To My best friend, this blog is in response to your one called 'One Day' because it was to long to comment.
One day I will realise how everything you warned me about you is the opposite of the true you because any person who tells you that you are even close to how you see yourself so is either lying due to anger or has no idea who you really are but are jealous of what they see.
Yes, my best friend I have let my defences down with you but, I don't regret that and never will. Although I know you are a tremendous actress I think its also fair to say that I have also seen you when you weren't acting and i still didn't see the monster which you speak of. I love you for who you are, believe that it's good enough.
You may be young, we both are but you've faced a lot of things that many people never have to face in a life time let alone by the age of 16. That makes you one of the strongest person i know. And mentally you are very wise and way over 16. Despite what you think there is not a trace of evil within you, there is good and bad like in all people but nothing more than that and there never can be because you are above that and are much to good a person.
I've heard what people don't like about you, but those people haven't ever taken the time to get to know you and see what me and all the others who are lucky enough to get close to you have.

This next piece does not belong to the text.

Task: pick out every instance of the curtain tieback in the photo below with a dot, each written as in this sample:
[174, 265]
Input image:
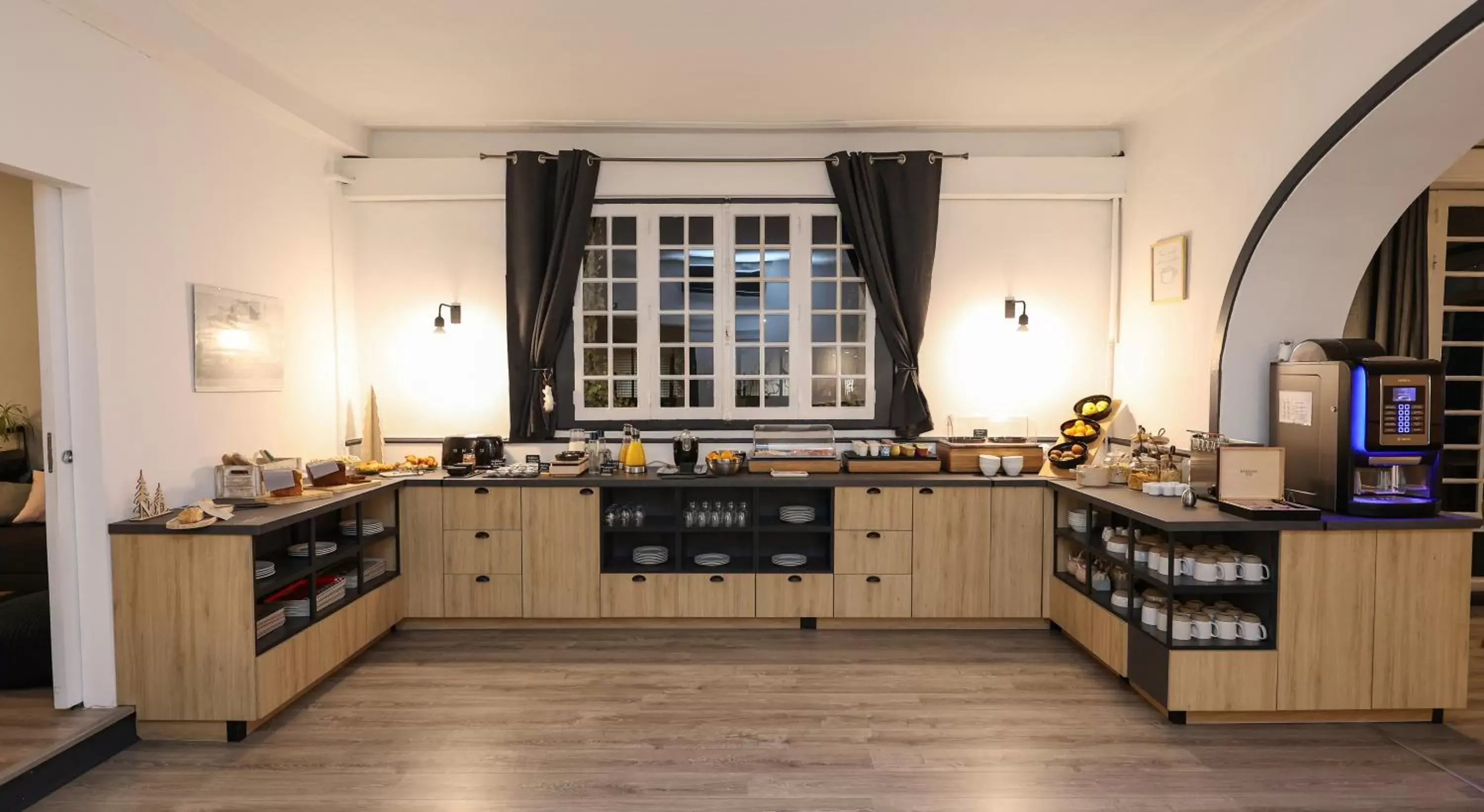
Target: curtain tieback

And the fact that the one exception to this regrets her mistakes after just remembering the true you proves that. There was one day where a slight part of my mind doubted you and that day we had one of the only two fights we've had and i hated it and i hated myself for it and for ever having any doubt of you because It was so wrong of me to lose even the smallest amount of faith in you for just a second. We're never going back to a day like that again.

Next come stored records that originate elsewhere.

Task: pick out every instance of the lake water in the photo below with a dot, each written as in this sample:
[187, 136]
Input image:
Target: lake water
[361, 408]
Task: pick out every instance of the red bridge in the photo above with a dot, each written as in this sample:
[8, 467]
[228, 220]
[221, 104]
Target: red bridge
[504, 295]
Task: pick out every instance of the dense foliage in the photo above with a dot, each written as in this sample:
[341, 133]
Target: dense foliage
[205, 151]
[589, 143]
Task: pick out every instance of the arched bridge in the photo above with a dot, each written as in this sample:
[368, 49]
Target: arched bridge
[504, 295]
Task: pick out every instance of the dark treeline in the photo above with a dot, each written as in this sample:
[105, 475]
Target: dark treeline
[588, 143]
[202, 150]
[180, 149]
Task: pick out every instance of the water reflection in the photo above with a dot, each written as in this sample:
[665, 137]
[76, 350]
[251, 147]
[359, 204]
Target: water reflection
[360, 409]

I will leave you, because as you've probably realised I tend to hang onto people who were once my close friends and i hold on to them for a very long time. We may not be as close as we are now forever but I will never hate you and you have my word on that. So you better prepare yourself because you're stuck with my annoying arse forever.
The things which I love about you I will love forever and I shall never think of you when I think of my stupidity. Being friends with you is one of the smartest things I've ever done and where would I be without you? because the thought of that and the fact after 2 years we won't be together any more scares me more than almost anything else. I know what I see in you and I will always remember you, my best friend. And if you change, well then I guess you'll have to deal with me changing alongside you.
One day you will realise you are not a monster and that it's what your friends think of you that is who you really are.